Actually they were very helpful to me one time. They make the screwless plates and decore style dimmers in like 40 different styles. I ordered a bunch and they were boxed wrong. We had already put most of them in when the customer realized it was not the color she had ordered.


----------



## Dennis Alwon (May 9, 2009)

Electric_Light said:


> I've had to contact them by email and phone, but I just have to say.. the level of support is amazing... I can get my answer without being transferred all over the place and they know what they're talking about.
> 
> Whoever mentioned to call them if you need assistance with their stuff was right


I have to agree with you. They have always been helpful and professional and they know there product.


----------



## B4T (Feb 10, 2009)

Electric_Light said:


> I've had to contact them by email and phone, but I just have to say.. the level of support is amazing... I can get my answer without being transferred all over the place and they know what they're talking about.
> 
> Whoever mentioned to call them if you need assistance with their stuff was right


 
Do they speak GOOD English.. is it in this country??


----------



## knowshorts (Jan 9, 2009)

I have lutron support on my cell phone and they have been absolutely fabulous.


----------



## Rudeboy (Oct 6, 2009)

I agree. I have called them a few times and they were very helpful.


----------



## Shorty Circuit (Jun 26, 2010)

I've specified more Lutron lighting control systems for conference rooms of all types in the last 25 years than I can count. In the old days it was Aurora. Lately it's been Grafik Eye, twenty systems in one project for one client last year alone. I really appreciate their motorized Savoia window shades as well. I've also bought tons of Hi Lume ballasts. There's still nothing like them AFAIK. It also interfaces well with Crestron and Crestron can dim Hi Lume. I'm thinking one day of putting Radio Ra in my own house.

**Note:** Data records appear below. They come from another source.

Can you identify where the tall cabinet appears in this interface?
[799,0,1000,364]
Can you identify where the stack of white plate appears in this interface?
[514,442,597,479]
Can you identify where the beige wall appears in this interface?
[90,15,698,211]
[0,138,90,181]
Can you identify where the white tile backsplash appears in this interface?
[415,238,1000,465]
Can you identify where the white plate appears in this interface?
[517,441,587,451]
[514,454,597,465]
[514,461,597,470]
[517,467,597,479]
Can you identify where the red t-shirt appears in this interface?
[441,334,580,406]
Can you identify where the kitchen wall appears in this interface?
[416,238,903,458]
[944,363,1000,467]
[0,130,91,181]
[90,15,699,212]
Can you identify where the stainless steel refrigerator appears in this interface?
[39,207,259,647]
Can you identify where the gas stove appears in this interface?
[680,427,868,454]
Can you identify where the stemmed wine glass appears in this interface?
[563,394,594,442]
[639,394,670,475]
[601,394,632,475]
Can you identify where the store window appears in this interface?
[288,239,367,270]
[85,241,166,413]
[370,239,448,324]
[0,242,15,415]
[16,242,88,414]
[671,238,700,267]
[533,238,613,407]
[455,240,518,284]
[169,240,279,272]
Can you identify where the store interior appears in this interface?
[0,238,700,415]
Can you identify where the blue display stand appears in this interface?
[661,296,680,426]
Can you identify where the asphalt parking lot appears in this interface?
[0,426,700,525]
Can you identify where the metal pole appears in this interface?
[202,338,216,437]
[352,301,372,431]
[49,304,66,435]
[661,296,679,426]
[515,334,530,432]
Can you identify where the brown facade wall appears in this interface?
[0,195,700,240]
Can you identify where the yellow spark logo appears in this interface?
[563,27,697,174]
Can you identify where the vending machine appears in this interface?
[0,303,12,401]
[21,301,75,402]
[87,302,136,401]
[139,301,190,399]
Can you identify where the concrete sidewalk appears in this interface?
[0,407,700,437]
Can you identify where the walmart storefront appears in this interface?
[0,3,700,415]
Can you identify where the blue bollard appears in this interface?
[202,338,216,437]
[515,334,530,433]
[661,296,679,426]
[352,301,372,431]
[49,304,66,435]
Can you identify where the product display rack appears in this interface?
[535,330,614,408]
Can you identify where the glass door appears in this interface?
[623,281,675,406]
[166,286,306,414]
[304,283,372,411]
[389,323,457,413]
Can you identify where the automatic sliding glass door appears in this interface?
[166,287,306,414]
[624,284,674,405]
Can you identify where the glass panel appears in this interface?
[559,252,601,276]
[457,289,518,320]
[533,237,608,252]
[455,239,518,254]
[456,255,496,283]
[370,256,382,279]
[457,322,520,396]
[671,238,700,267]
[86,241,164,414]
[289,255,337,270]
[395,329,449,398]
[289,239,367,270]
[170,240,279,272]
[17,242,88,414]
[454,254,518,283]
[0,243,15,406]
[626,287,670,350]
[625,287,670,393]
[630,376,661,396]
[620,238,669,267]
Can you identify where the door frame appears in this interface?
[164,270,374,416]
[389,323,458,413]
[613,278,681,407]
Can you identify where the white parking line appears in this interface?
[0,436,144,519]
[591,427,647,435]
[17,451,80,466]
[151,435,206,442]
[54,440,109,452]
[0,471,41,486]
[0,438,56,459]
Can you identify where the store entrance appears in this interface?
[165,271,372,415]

Lutron always gave excellent support all the way from applications engineering assistance to after sales field service.


----------



## Electric_Light (Apr 6, 2010)

Black4Truck said:


> Do they speak GOOD English.. is it in this country??


They did when I called them at like 9PM EDT. I really don't care where the other end of the line is. I care if they know what they're talking about or not.


----------